蒙你看得起我,这麽一来,我可不能不答了。若论端木小姐的智慧,当世几无人能及,因此,她可能猜测得出。但这第叁点,却非智慧之力所及,所以她没猜到,亦是理所当然。”
宗旋道:“你不觉得这话有欠公平?”
罗廷玉正要回答,秦霜波已插口道:“宗旋,你何必多言,赶紧认输就是了。”
宗旋道:“大丈夫一诺千金,决不抵赖。不通把道理弄清楚,亦是应该的。”
秦霜波道:“既然你这麽说,我只好宣布出来了,端木小姐不但写对了广闻大师,同时更推算出你定必把此纸交给我,是以在纸上写下几个字给我,其中包括得有为何会是广闻大师出手之故。”

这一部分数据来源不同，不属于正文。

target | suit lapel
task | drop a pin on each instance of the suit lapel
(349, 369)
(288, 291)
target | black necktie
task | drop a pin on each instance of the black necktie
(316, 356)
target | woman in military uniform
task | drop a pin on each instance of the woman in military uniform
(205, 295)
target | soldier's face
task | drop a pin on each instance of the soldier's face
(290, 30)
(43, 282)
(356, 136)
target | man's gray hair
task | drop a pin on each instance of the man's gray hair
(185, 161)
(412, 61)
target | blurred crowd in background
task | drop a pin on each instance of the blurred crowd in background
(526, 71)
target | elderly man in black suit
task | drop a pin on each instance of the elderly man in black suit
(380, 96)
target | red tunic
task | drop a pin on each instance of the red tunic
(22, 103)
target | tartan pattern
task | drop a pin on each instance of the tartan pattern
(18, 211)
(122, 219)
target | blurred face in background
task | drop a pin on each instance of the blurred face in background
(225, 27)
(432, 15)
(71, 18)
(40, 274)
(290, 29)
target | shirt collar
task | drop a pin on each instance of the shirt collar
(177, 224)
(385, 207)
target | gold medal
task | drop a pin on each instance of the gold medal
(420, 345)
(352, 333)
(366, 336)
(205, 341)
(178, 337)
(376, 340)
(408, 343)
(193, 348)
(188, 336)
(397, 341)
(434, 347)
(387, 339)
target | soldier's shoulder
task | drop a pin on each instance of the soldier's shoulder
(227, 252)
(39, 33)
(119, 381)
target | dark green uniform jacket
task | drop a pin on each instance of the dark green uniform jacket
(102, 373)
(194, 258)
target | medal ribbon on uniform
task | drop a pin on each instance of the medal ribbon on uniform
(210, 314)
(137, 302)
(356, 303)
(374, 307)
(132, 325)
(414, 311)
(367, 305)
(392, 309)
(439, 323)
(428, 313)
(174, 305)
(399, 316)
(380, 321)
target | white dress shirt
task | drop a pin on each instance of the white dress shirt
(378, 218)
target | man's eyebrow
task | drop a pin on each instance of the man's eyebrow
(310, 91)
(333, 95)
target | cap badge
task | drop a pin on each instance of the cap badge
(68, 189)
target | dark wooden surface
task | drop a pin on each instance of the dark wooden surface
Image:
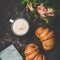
(12, 9)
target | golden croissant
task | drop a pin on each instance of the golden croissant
(32, 52)
(46, 36)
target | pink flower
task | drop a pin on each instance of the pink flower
(41, 10)
(50, 12)
(30, 7)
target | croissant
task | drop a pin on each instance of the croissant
(32, 52)
(46, 36)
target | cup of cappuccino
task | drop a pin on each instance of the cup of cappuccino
(20, 26)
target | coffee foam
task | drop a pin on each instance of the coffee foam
(20, 27)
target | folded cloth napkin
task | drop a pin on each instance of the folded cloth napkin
(10, 53)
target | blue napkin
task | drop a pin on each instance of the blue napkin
(10, 53)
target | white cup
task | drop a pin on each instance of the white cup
(20, 26)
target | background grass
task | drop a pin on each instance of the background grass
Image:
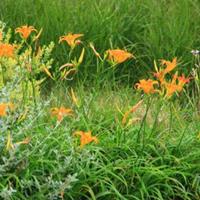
(157, 158)
(152, 29)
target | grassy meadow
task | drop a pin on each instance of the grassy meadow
(99, 99)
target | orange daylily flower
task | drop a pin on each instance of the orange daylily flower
(174, 87)
(61, 112)
(7, 50)
(25, 141)
(170, 65)
(182, 80)
(4, 107)
(118, 56)
(147, 86)
(86, 137)
(25, 31)
(171, 89)
(132, 110)
(71, 39)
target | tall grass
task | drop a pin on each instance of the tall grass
(150, 29)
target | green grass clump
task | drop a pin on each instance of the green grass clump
(147, 151)
(156, 158)
(151, 29)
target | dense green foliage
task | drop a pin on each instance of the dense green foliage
(156, 156)
(153, 29)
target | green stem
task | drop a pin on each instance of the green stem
(33, 89)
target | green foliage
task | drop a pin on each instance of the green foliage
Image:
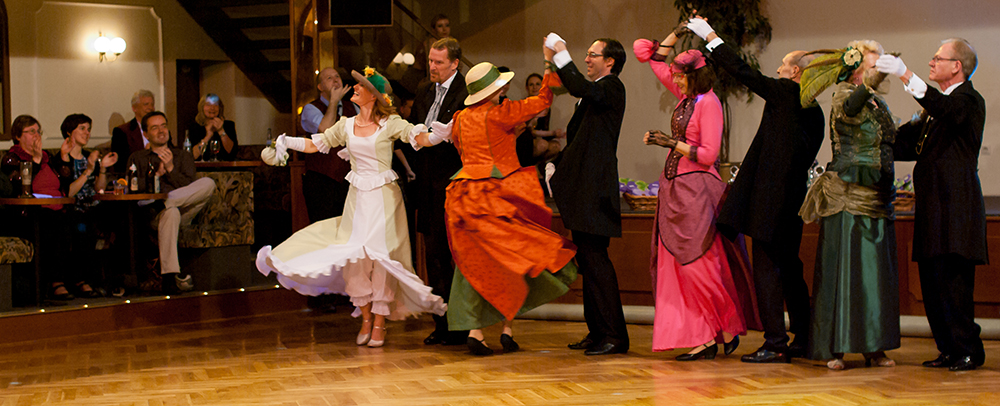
(743, 26)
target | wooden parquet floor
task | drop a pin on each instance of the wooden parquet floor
(302, 358)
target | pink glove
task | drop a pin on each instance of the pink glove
(644, 49)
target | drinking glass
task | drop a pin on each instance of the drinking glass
(215, 146)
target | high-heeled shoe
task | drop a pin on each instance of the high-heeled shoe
(377, 343)
(477, 347)
(708, 353)
(508, 343)
(836, 364)
(364, 338)
(731, 346)
(879, 359)
(63, 297)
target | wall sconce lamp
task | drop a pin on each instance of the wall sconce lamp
(104, 45)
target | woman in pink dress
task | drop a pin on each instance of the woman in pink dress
(692, 283)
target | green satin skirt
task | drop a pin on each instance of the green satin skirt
(468, 310)
(855, 287)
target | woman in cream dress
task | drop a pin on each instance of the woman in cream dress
(365, 253)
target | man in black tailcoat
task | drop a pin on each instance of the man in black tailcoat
(765, 198)
(438, 100)
(585, 186)
(949, 237)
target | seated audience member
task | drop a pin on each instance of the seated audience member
(212, 126)
(86, 172)
(26, 133)
(128, 138)
(186, 196)
(537, 144)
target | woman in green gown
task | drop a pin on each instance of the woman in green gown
(855, 286)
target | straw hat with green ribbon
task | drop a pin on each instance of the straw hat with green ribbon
(483, 80)
(375, 83)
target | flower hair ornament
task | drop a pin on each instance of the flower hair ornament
(375, 83)
(832, 66)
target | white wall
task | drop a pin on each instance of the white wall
(914, 28)
(55, 72)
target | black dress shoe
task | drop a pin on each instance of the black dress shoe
(434, 338)
(963, 364)
(796, 350)
(477, 347)
(731, 346)
(942, 361)
(763, 356)
(455, 337)
(708, 353)
(508, 343)
(585, 344)
(606, 348)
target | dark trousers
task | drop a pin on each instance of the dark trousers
(324, 196)
(602, 304)
(947, 283)
(778, 281)
(437, 252)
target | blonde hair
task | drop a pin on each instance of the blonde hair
(866, 46)
(200, 118)
(380, 111)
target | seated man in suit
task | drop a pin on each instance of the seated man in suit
(128, 138)
(185, 195)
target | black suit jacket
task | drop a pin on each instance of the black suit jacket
(765, 198)
(126, 139)
(585, 185)
(950, 217)
(436, 165)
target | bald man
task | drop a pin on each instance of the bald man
(764, 201)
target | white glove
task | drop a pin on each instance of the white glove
(440, 131)
(550, 169)
(891, 65)
(552, 39)
(700, 27)
(344, 154)
(275, 155)
(280, 148)
(293, 143)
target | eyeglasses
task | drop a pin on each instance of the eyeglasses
(938, 59)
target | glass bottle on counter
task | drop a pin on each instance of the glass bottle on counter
(133, 179)
(25, 169)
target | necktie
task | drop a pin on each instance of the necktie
(436, 107)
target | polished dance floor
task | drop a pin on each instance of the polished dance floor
(305, 358)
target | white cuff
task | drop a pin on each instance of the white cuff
(295, 143)
(917, 87)
(320, 144)
(416, 130)
(562, 58)
(713, 43)
(552, 39)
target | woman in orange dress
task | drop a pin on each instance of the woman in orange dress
(509, 260)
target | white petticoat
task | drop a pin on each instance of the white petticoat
(310, 264)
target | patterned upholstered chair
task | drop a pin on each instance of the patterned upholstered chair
(215, 247)
(13, 250)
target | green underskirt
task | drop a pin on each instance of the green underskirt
(468, 310)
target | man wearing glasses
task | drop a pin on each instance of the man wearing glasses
(585, 187)
(949, 238)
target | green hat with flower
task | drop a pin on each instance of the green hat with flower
(375, 83)
(832, 67)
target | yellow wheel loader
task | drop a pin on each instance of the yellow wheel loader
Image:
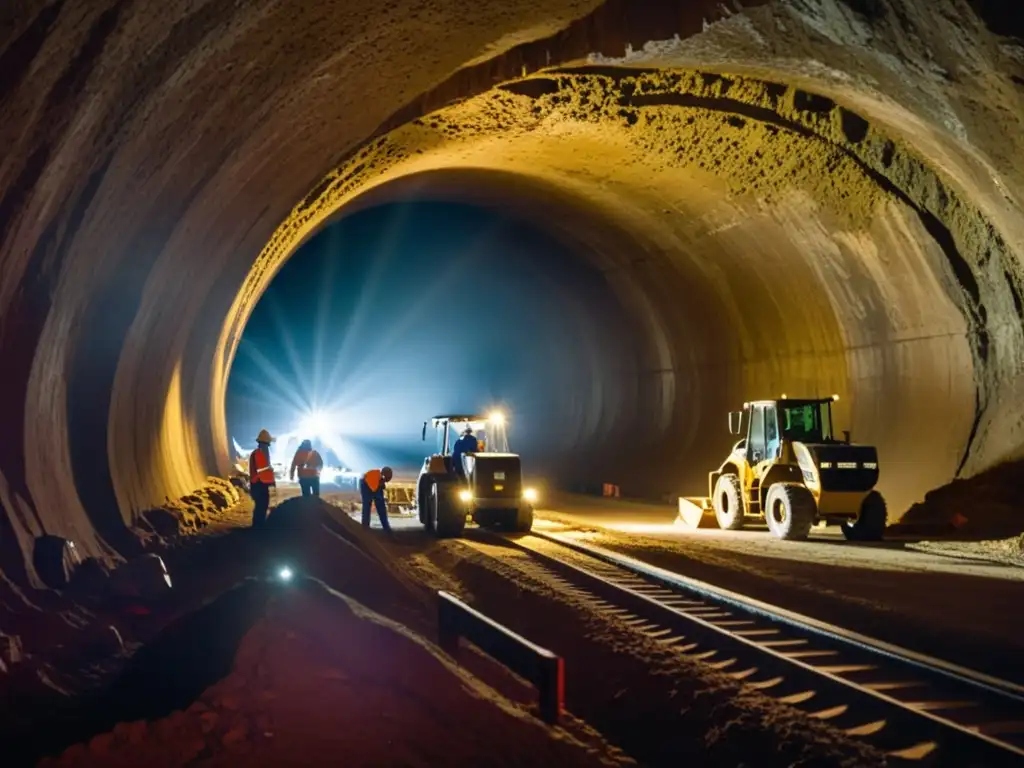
(792, 472)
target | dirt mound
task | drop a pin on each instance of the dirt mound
(305, 534)
(986, 506)
(323, 680)
(189, 513)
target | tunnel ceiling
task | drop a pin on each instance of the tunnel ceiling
(809, 195)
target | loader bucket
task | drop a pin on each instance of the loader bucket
(696, 512)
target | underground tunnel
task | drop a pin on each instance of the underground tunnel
(810, 198)
(401, 311)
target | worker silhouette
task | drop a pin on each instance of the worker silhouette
(372, 486)
(261, 477)
(465, 444)
(308, 462)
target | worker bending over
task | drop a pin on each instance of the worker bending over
(465, 444)
(261, 477)
(309, 463)
(372, 486)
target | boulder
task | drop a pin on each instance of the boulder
(54, 559)
(89, 578)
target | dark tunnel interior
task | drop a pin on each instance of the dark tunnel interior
(402, 311)
(662, 212)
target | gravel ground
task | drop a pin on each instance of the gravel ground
(645, 696)
(948, 599)
(320, 680)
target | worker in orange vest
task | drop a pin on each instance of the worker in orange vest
(261, 477)
(309, 463)
(372, 486)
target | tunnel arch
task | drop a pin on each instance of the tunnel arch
(852, 144)
(161, 376)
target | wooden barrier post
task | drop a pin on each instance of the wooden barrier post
(542, 668)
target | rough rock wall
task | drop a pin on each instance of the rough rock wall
(154, 148)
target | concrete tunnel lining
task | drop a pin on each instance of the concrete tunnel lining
(853, 337)
(161, 390)
(763, 334)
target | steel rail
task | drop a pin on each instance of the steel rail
(858, 684)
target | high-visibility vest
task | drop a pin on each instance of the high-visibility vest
(374, 479)
(308, 463)
(259, 468)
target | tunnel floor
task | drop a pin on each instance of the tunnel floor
(172, 691)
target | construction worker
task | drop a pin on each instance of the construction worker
(261, 477)
(465, 444)
(372, 486)
(309, 463)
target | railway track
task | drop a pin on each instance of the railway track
(913, 708)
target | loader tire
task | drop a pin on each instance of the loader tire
(450, 517)
(728, 504)
(870, 525)
(430, 511)
(790, 511)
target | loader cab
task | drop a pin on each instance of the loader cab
(769, 422)
(488, 430)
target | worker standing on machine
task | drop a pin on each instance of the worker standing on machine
(261, 477)
(372, 486)
(308, 463)
(465, 444)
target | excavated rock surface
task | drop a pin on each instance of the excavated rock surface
(322, 680)
(808, 196)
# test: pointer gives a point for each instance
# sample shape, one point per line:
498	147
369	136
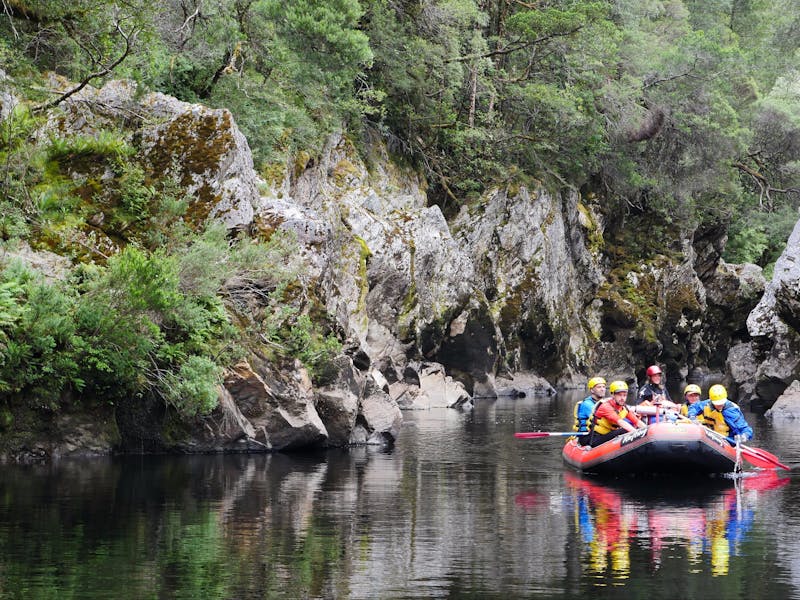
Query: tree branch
129	38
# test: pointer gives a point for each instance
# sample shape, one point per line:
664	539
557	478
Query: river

宗旋震惊地望着她,露出一派难以置信,而又不能不信的样子。秦霜波又道:“她写得虽是简略,可是这叁点原因,都指了出来,甚至次序都没有弄错,她写的第一项原因是‘削敌实力’。第二项是‘双方年龄’。第叁项写的是‘传武功’。平心而论,她短短的四个字,已经逐项指得明明白白了。”
宗旋道:“给我瞧瞧行不行?”
秦霜波举步走过去,把纸条交给他,此时两人相距只有叁四尺,极为接近。宗旋看得清楚,但见秦霜波那对清澈如湖水的双眸中,透露出怜惜之情,以及一种爱莫能助的感慨。
他双眉轩竖,突然兴奋起来,心想:“我能得到她当真为我动心,虽然难逃大劫,也是甘心瞑目了。
”
秦霜波轻盈地退了开去,宗旋精神陡然兴发激昂,豪遘地仰天大笑,道:“广闻大师,咱们说不定要再拚一场了。”,广闻大师双眉微皱,道:“你拿过纸条,竟不瞧看,突然间流露出视死如归之慨,此是可怪之一。你忘记了与端木芙打赌之事,此是可怪之二。宗施主,你必须解释明白,不然的话,贫衲也要使点手段了。
”
宗旋道:“我向来不把生死太放在心上,此刻豁了出去,有何可怪?说到打赌,我不是忘记,而是不曾听见端木小姐开口,懒得再等而已。”
他转眼向端木芙望去,又说道:“你想问我一些密之事,只不知我说过之後,便又如何?”
端木芙笑道:“我有我的打算,不便在事前露。”
宗旋道:“但你却忘记了一点,那就是我反正已活不了,何苦做出背叛师尊,使他蒙受损害之事?你说对也不对?”
这话分明想抵赖,不过说得好听,还有几分歪理而已。端木芙道:“我不要跟你争辩,只提供一个办法,你认为觉得可以接受,便那样去做,好不好?”
宗旋道:“你且说出来听听。”
端木芙道:“我可求罗公子和广闻大师以及其他的人,把你放过,不过却须受我禁制,使你武功暂时消失一段时间,令你不能帮助严无畏,亦即是不能伤害武林同道。”
人丛中有人大声道:“万万不可,小姐不是说过,他的智慧就足以使咱们大受其害的麽?”
端木芙轻笑一声,道:“诸位放心,我定必尽力顾及多方面,以我想来,宗旋那时一定没有馀暇去管别人的闲事。”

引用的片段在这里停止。